Her voice had gone unintentionally eerie, almost inhuman, in its splendor. The awestruck audience's tiny hairs stood up on the backs of her their necks. She had the façade of a sad, dangerous siren.
-
"Oh, yeah. I work at the Orange Island, and…"
"As a what?"
"Huh?"
"What d'ya do there? Ah'm sorry but ah don't remember…"
Kuki winced. Of course he didn't. Damn destiny that he didn't.
"Oh, no problem." Though her mind was saying something else. "I sing."
He seemed to lapse into thought. "A… singer?"
"Yes?" She asked hopefully. Could it be…?
He glanced at her with remorse on his face. "Ah'm sorry… ah really don't remember. But go on, please."
Before, she had been thinking of certain words she thought might trigger a recall, but then, not anymore. Not after this.
-
"But I threw you the obvious
Just to see if there's more behind the eyes
Of a fallen angel
The eyes of a tragedy…"
She might have once loved to sing, maybe even lived for it; but it wasn't too clear now. Her talent was mesmerizing, her voice lovely, but the passion, the spark behind her eyes, had gone, leaving only the whispering melody of empty words and the tragedy of remembering.
-
"I was performing that night, and I noticed you singing alone at your table. After my number I approached you and we started talking…
"You told me about some of your interests, and about Sheila, and…" she was interrupted suddenly by a question.
"Will ya sing for me?"
"S-sing?" Was he really asking what she thought he was?
"Yeah. Ah know what ah'm askin' might be a bit much, but ah just had an idea that maybe… well, neva mind. Ah won't mind if ya don't wanna, ah really won't." There was a smile on his lips, but there was something missing from it.
"No, no, it's okay. It won't be any trouble at all." Anything for him. "What would you like me to sing?"
"Anythin' would be great, but maybe ya could do what ya sang that night…" A flitter of hope ignited her heart. Did he want to remember her as much as she did?
"Whenever sang
my songs, on the stage, on my own
Whenever said my words, wishing
they would be heard
I saw you smiling at me…
Was it real, or
just my fantasy?
You'd always be there in the corner, of this tiny
little bar
My last night here for you, same old songs, just once
more
My last night here with you? Maybe yes, maybe no…"
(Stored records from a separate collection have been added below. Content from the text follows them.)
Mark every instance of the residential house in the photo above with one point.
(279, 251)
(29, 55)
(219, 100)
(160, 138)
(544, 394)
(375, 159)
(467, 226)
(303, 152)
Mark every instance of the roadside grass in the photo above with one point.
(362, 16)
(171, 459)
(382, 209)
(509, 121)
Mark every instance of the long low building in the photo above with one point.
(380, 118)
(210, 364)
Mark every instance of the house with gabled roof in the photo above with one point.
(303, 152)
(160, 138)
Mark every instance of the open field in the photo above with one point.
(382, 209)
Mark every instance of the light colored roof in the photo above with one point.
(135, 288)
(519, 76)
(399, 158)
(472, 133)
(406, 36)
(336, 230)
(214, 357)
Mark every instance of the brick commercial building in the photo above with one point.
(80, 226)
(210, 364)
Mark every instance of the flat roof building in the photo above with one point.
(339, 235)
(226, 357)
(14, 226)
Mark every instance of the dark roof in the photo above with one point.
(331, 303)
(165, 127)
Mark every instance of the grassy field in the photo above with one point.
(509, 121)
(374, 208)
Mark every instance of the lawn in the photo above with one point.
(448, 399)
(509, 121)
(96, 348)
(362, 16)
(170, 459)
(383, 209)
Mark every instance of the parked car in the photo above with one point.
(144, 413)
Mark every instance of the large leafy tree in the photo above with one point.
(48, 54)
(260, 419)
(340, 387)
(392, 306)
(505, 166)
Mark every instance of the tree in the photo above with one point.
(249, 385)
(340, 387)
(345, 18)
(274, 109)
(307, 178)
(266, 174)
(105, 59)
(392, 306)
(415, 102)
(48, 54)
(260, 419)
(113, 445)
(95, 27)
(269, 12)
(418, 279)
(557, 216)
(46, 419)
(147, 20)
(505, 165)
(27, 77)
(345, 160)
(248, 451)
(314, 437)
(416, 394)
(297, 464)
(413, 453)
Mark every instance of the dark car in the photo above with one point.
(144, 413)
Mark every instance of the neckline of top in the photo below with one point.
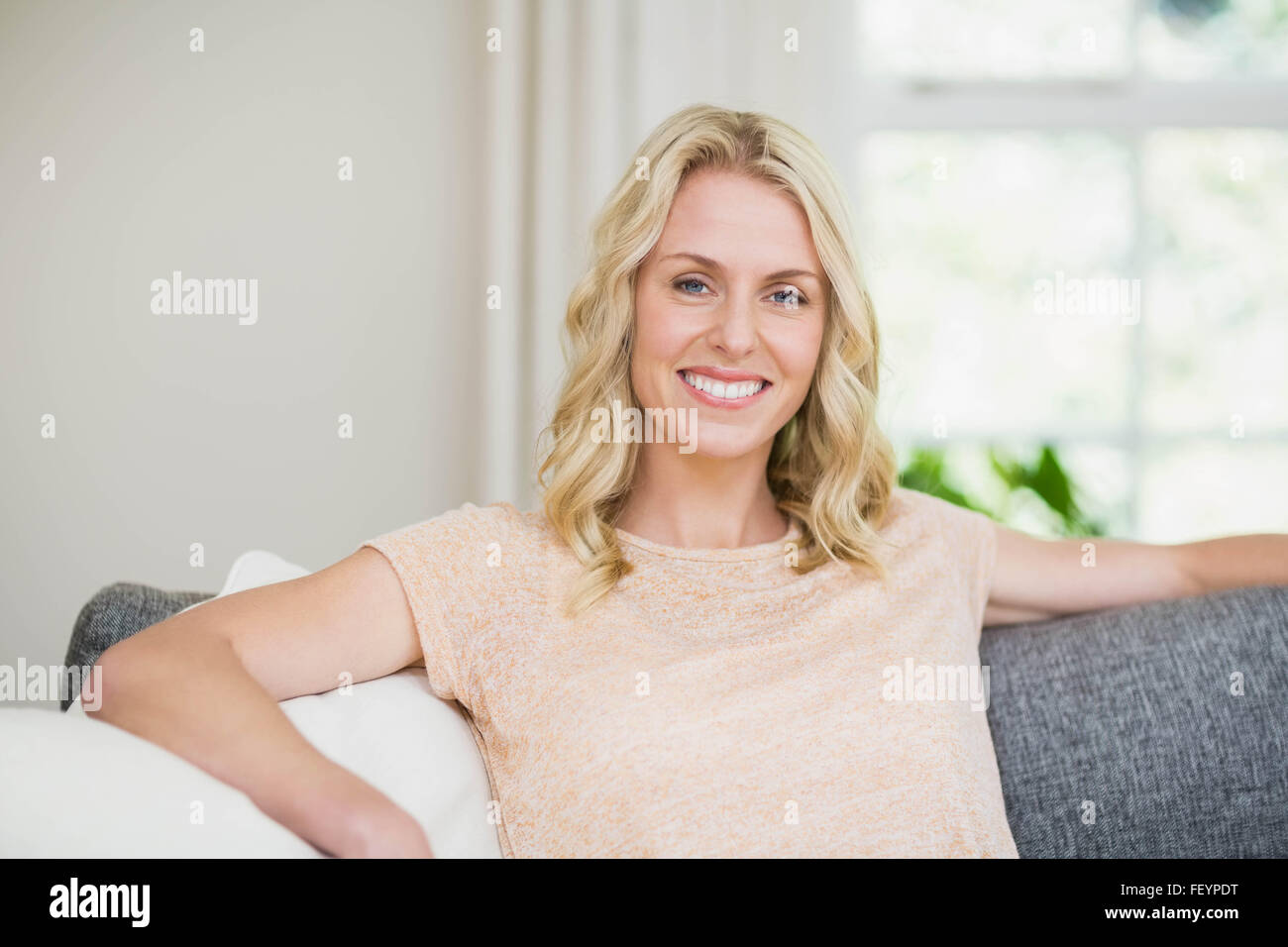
(761, 551)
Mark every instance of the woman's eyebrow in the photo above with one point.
(712, 264)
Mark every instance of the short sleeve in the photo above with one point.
(971, 539)
(445, 569)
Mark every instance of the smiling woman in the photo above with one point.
(683, 652)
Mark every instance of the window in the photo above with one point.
(1074, 218)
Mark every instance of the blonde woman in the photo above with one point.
(688, 650)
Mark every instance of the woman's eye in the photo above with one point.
(683, 285)
(791, 298)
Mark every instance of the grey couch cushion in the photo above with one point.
(1132, 710)
(117, 612)
(1128, 709)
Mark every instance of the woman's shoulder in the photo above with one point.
(473, 523)
(912, 512)
(471, 535)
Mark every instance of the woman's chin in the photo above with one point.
(713, 444)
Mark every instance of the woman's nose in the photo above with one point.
(734, 331)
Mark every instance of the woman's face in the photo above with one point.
(732, 299)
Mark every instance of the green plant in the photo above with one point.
(1043, 476)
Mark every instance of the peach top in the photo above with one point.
(717, 703)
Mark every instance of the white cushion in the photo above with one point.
(73, 787)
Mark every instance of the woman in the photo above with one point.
(698, 646)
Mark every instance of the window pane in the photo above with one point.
(1205, 39)
(1216, 317)
(969, 237)
(995, 39)
(1207, 488)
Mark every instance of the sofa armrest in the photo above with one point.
(1157, 731)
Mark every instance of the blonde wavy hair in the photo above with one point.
(831, 467)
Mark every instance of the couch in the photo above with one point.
(1151, 731)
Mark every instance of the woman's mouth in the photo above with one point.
(722, 393)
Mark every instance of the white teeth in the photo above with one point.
(729, 390)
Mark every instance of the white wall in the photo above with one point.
(180, 429)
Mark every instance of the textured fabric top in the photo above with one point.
(717, 703)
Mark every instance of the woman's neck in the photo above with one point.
(700, 502)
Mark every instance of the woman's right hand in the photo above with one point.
(390, 832)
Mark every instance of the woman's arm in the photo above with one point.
(1042, 579)
(206, 684)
He leaned back and stretched, as if trying to relish every instance of her harmonious cry, though it was merely an acapella. She reached a feverish pitch in the height of the ecstasy that fact had brought her.
"I kind of
liked it your way, how you shyly placed your eyes on me.
Oh- did
you ever know, that I had mine on you?"
He might
have said "Kooks?" in one brilliant flash of remembrance, or
maybe it was just her mind playing tricks on her again, but she would
never really know, because at that very moment came a voice that was
familiar to both of them, but ironically shouldn't be.
-
"Here I am, expecting just a little bit too much
From the wounded, but I see through it all
And see you…"
A tear now descended her cheek, though those only on the frontline would know. This was too close, too close to something in her heart, and it was punishment, it was cruelty, to make her live through it again.
-
"Wally, who you got there with ya? It sounds kinda like… Kuki!"
She had barely had the chance to turn around before no other than her best friend, Abigail Lincoln, had thrown two brown arms around her.
"Girl, whatchat doin' here?" She exclaimed. "Waitaminute, do you guys know each other?" Now referring to Wally.
"We're just getting reacquainted, Abby," the Australian replied. Then something happened then that truly shocked Kuki. Abigail leaned down, past her seat by the bed, to place a soft kiss on Wally's mouth, which he gladly returned.
-
"So I threw you the obvious
To see what occurs behind
The eyes of a fallen angel
Eyes of a tragedy…"
It was a wonder, or perhaps a miracle, that she hadn't been reduced to a sobbing mess. All her dreams, her fantasies of being with the only man she could and ever will love, was interrupted by her best friend, the same way she did so while singing the song that might have let him know that he was supposed to be with her, and not anyone else.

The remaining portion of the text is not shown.